To create this user interface, you place all the controls within a SplitContainer control, which contains a TreeView control in the left-hand panel. The right-hand panel of the SplitContainer control contains a second SplitContainer control with a ListView control above a RichTextBox control. These SplitContainer controls enable independent resizing of the other controls on the form. You can adapt the techniques in this procedure to craft custom user interfaces of your own.

To create an Outlook-style user interface programmatically

  1. Within a form, declare each control that comprises your user interface. For this example, use the TreeView, ListView, SplitContainer, and RichTextBox controls to mimic the Microsoft Outlook user interface.
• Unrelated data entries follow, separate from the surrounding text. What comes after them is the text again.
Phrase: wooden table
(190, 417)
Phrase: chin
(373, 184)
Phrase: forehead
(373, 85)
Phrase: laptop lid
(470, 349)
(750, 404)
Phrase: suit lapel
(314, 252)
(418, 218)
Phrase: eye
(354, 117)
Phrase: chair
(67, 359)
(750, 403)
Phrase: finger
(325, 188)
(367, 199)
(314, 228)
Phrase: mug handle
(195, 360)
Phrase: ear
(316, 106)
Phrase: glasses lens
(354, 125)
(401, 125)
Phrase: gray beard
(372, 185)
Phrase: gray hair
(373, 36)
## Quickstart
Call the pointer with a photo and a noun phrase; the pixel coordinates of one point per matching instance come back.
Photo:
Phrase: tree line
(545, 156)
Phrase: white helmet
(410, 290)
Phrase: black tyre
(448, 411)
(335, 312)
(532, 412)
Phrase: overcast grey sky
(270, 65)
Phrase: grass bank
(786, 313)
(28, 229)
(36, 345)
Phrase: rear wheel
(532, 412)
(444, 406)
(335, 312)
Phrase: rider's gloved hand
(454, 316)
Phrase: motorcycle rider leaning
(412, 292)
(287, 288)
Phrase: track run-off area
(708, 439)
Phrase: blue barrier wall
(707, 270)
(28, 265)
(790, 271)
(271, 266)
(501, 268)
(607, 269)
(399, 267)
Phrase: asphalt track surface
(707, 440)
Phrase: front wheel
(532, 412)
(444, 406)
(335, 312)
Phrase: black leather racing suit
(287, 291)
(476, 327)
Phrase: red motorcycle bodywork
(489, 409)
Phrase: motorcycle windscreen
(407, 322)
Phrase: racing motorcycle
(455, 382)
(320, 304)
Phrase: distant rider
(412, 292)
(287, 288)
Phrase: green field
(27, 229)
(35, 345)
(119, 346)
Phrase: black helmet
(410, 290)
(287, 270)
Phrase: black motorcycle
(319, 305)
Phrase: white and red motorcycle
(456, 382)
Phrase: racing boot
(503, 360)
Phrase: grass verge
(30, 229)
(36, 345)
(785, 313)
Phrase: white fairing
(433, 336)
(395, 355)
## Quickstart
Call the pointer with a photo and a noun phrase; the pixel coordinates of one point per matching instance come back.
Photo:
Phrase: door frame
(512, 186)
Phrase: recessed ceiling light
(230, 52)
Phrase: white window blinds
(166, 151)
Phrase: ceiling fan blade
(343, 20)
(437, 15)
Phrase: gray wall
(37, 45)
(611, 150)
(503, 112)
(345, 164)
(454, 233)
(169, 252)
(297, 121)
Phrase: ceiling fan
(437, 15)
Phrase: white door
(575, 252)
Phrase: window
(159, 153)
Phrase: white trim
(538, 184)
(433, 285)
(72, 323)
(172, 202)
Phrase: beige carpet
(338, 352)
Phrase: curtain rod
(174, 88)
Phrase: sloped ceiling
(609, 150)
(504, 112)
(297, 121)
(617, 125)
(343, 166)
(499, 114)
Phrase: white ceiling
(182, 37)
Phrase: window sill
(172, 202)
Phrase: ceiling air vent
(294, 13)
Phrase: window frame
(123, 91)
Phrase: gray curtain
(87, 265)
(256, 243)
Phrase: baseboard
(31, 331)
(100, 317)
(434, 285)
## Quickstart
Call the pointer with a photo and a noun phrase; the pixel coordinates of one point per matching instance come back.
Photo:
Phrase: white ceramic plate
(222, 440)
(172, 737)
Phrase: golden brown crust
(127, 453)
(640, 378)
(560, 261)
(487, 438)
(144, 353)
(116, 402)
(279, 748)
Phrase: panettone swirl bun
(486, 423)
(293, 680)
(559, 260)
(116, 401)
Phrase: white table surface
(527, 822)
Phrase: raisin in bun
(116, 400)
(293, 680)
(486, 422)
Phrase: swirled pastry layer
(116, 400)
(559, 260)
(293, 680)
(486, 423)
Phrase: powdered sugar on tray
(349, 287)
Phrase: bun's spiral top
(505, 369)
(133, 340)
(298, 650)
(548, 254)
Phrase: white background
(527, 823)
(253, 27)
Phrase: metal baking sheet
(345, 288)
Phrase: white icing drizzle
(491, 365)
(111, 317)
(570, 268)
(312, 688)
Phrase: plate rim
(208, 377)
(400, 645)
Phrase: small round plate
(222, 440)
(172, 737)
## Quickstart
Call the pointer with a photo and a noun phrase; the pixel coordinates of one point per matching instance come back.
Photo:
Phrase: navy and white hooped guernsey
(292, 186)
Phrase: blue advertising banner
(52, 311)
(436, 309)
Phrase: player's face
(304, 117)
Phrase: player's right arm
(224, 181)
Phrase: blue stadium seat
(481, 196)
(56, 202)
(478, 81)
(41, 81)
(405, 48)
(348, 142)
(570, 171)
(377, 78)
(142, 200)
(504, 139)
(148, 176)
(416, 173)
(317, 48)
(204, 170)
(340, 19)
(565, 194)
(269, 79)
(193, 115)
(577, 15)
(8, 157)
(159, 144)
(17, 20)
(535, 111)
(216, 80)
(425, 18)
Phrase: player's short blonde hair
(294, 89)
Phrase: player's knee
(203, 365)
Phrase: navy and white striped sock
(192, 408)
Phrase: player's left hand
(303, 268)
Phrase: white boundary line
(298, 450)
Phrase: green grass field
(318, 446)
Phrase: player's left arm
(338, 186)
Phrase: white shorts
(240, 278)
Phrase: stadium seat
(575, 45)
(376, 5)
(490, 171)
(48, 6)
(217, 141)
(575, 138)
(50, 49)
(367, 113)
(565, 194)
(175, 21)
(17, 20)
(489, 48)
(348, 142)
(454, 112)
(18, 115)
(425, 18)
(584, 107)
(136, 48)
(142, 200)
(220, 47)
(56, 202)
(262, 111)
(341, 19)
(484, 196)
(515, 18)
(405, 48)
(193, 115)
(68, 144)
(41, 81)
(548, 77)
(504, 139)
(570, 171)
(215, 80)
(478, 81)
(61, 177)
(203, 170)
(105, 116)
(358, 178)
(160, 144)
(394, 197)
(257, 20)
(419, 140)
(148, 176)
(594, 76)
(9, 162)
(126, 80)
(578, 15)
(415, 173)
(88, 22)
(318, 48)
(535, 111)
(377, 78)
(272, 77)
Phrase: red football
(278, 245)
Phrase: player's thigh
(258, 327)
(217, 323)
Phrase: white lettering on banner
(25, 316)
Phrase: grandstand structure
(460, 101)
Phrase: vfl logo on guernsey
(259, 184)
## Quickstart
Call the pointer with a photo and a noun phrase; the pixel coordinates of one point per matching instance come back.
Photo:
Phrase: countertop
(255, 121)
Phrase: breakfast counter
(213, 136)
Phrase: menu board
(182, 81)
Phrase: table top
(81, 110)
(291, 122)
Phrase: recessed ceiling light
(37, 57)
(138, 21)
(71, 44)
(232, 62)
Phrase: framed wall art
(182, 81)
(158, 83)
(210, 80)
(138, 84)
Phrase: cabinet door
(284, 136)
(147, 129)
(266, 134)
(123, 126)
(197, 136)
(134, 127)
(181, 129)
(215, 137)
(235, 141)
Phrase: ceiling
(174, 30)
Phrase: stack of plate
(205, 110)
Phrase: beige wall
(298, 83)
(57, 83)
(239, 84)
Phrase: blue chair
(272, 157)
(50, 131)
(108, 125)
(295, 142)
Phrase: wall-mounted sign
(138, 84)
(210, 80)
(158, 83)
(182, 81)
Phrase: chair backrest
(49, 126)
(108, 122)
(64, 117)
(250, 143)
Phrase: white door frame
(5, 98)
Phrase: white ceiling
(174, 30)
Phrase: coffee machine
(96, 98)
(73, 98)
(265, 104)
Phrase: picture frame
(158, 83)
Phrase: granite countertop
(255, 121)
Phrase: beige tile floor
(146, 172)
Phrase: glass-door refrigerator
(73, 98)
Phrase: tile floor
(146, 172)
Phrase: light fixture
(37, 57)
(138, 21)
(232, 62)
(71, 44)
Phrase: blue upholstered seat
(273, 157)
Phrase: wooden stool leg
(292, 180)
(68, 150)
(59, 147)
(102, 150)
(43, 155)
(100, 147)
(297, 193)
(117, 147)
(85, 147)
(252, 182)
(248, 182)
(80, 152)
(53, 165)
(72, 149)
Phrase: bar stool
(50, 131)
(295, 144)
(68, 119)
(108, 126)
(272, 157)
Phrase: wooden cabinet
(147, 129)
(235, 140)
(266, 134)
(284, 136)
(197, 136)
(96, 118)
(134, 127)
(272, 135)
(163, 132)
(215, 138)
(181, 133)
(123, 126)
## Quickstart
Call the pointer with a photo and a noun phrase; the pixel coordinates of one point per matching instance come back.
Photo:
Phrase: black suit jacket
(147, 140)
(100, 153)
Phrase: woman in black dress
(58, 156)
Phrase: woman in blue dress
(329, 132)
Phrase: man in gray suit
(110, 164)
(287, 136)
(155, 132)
    private System.Windows.Forms.TreeView treeView1;
    private System.Windows.Forms.ListView listView1;
    private System.Windows.Forms.RichTextBox richTextBox1;
    private System.Windows.Forms. SplitContainer splitContainer2;
    private System.Windows.Forms. SplitContainer splitContainer1;
    
  2. Create a procedure that defines your user interface. The following code sets the properties so that the form will resemble the user interface in Microsoft Outlook. However, by using other controls or docking them differently, it is just as easy to create other user interfaces that are equally flexible.

    public void createOutlookUI()
    {
        // Create an instance of each control being used.
        treeView1 = new System.Windows.Forms.TreeView();
        listView1 = new System.Windows.Forms.ListView();
        richTextBox1 = new System.Windows.Forms.RichTextBox();
        splitContainer2 = new System.Windows.Forms.SplitContainer();
        splitContainer1 = new System.Windows.Forms.SplitContainer();
    
        // Insert code here to hook up event methods.
    
        // Set properties of TreeView control.
        treeView1.Dock = System.Windows.Forms.DockStyle.Fill;
        treeView1.TabIndex = 0;
        treeView1.Nodes.Add("treeView");
    
        // Set properties of ListView control.
        listView1.Dock = System.Windows.Forms.DockStyle.Top;
        listView1.TabIndex = 2;
        listView1.Items.Add("listView");
    
        // Set properties of RichTextBox control.
        richTextBox1.Dock = System.Windows.Forms.DockStyle.Fill;
        richTextBox1.TabIndex = 3;
        richTextBox1.Text = "richTextBox1";
    
        // Set properties of first SplitContainer control.
        splitContainer1.Dock = System.Windows.Forms.DockStyle.Fill;
        splitContainer2.TabIndex = 1;
        splitContainer2.SplitterWidth = 4;
        splitContainer2.SplitterDistance = 150;
        splitContainer2.Orientation = Orientation.Horizontal;
        splitContainer2.Panel1.Controls.Add(this.listView1);
        splitContainer2.Panel1.Controls.Add(this.richTextBox1);
    
        // Set properties of second SplitContainer control.
        splitContainer2.Dock = System.Windows.Forms.DockStyle.Fill;
        splitContainer2.TabIndex = 4;
        splitContainer2.SplitterWidth = 4;
        splitContainer2.SplitterDistance = 100;
        splitContainer2.Panel1.Controls.Add(this.treeView1);
        splitContainer2.Panel1.Controls.Add(this.splitContainer1);
    
        // Add the main SplitContainer control to the form.
        this.Controls.Add(this.splitContainer2);
        this.Text = "Intricate UI Example";
    }
    
  3. In Visual Basic, add a call to the procedure you just created in the New() procedure. In Visual C#, add this line of code to the constructor for the form class.

    // Add this to the form class's constructor.